About 66 percent of adults said they oppose cutting funding for their police department and divert that money to social services, which has been proposed by leftist activists and Black Lives Matter supporters. Last month, the same survey found that 59 percent of those who were interviewed supported the measure.
The survey found that only about 23 percent “favor defunding the cops where they live,” which is down about four points from last month.
According to Rasmussen, some 57 percent of black Americans oppose defunding the police in their home communities, and for white people, its 69 percent. For other minority groups, 62 percent oppose the measure.
The shift in support comes as violent crime and shootings have surged across numerous metropolitan areas in recent weeks as well as persisting unrest, riots, and vandalism. Cities like Chicago, New York City, Philadelphia, and St. Louis have all seen spikes in shootings and murders this summer.
Only 12 percent of those who were interviewed believe that defunding the police will lower crime rates, while 61 percent believe that crime is increasing.
In the meantime, President Donald Trump has attempted to portray himself as a law and order candidate just months away from the 2020 election in November.
“We will never, ever defund our police. OK? That I can tell you. We are not defunding police,” Trump said in mid-July. “So, just a terrible thing, but I assume this is going to be a fad.

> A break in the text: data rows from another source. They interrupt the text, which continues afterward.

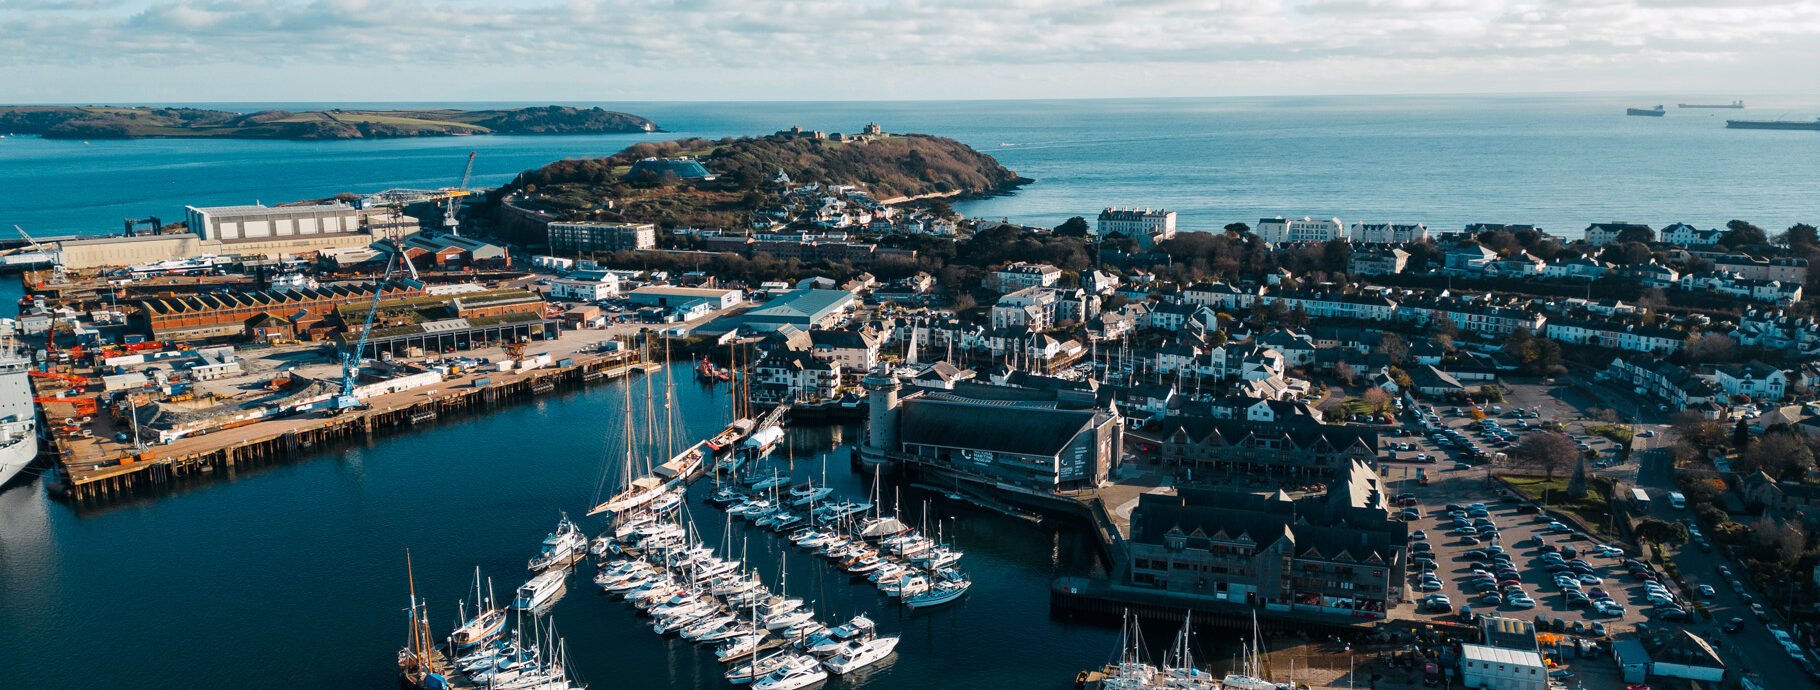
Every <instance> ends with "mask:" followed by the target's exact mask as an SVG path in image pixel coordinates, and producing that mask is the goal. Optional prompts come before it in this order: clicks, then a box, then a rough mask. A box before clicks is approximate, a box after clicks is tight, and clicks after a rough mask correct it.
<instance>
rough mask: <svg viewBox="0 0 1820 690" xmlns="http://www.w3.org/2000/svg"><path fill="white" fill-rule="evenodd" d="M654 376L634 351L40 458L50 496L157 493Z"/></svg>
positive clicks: (74, 450) (398, 391)
mask: <svg viewBox="0 0 1820 690" xmlns="http://www.w3.org/2000/svg"><path fill="white" fill-rule="evenodd" d="M659 368H662V364H659V362H650V360H646V359H642V357H641V355H639V351H635V350H628V351H613V353H602V355H597V357H586V359H581V355H577V359H575V360H573V362H571V364H568V366H555V368H541V370H528V371H488V373H486V375H484V377H475V375H470V377H468V379H466V381H446V382H444V384H442V386H437V388H433V390H430V391H422V390H406V391H397V393H386V395H375V397H371V399H368V401H366V406H364V408H359V410H353V411H348V413H342V415H331V417H324V415H322V413H309V415H300V417H282V419H273V421H257V422H251V424H246V426H237V428H224V430H218V431H211V433H204V435H193V437H184V439H178V441H173V442H169V444H164V446H155V448H149V450H144V452H136V453H135V452H126V453H111V455H104V457H95V455H93V453H76V452H75V450H73V448H69V446H71V444H75V442H78V439H55V441H51V442H49V444H47V452H49V453H51V455H53V459H55V462H56V470H58V475H60V481H58V482H56V484H58V486H56V490H58V492H60V493H62V495H64V497H69V499H76V501H96V499H111V497H118V495H126V493H131V492H133V490H138V488H147V486H162V484H169V482H173V481H178V479H187V477H197V475H202V473H211V472H233V470H235V468H242V466H251V464H262V462H271V461H284V459H291V457H298V455H302V453H308V452H311V450H315V448H320V446H328V444H333V442H337V441H344V439H355V437H369V435H373V433H375V431H380V430H402V428H410V426H413V424H424V422H431V421H435V419H439V417H442V415H446V413H455V411H462V410H479V408H486V406H493V404H504V402H511V401H519V399H526V397H535V395H544V393H551V391H555V390H557V388H561V386H571V384H590V382H597V381H613V379H622V377H630V375H632V373H650V371H655V370H659Z"/></svg>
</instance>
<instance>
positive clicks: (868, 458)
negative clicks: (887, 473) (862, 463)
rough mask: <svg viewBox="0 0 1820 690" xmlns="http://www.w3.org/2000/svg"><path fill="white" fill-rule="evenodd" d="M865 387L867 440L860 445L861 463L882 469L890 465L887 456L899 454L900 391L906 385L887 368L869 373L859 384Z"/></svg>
mask: <svg viewBox="0 0 1820 690" xmlns="http://www.w3.org/2000/svg"><path fill="white" fill-rule="evenodd" d="M859 384H861V386H866V408H870V410H868V419H866V441H864V442H863V444H861V446H859V461H861V462H866V464H872V466H879V464H885V462H890V457H888V453H894V452H897V391H899V390H903V382H899V381H897V375H894V373H892V371H890V370H886V368H885V366H879V368H877V370H874V371H872V373H866V377H864V379H861V381H859Z"/></svg>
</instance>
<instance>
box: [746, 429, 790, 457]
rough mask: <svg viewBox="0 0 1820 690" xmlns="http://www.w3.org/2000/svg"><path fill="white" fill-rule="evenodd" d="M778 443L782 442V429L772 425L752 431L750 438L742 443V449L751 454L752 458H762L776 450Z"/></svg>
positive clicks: (769, 454) (783, 433)
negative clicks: (745, 450)
mask: <svg viewBox="0 0 1820 690" xmlns="http://www.w3.org/2000/svg"><path fill="white" fill-rule="evenodd" d="M779 441H784V428H783V426H775V424H772V426H764V428H761V430H757V431H752V437H748V439H746V441H744V448H746V450H748V452H752V455H753V457H764V455H770V452H772V450H775V448H777V442H779Z"/></svg>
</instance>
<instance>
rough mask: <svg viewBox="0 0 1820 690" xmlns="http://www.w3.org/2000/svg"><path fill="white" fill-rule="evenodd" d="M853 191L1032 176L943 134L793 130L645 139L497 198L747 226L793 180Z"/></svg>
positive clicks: (901, 191)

We’ll call it a fad,” the president said.
But some city officials have taken the “defund” calls seriously.
Most of the Minneapolis City Council vowed to disband the local police department and replace it with a new model of public safety, although details about the new agency are not clear.
“The City Council voted today to advance a proposed ballot measure that would ask Minneapolis voters to amend the City Charter to create a new Department of Community Safety and Violence Prevention and remove the Police Department as a charter department,” the City of Minneapolis wrote in a statement in late June.
“It is time to make structural change,” Minneapolis Council Member Steve Fletcher told The Associated Press at the time in explaining the City Council’s logic behind the move. “It is time to start from scratch and reinvent what public safety looks like.” Both the mayor of Minneapolis, Jacob Frey, and the city’s police chief oppose the move.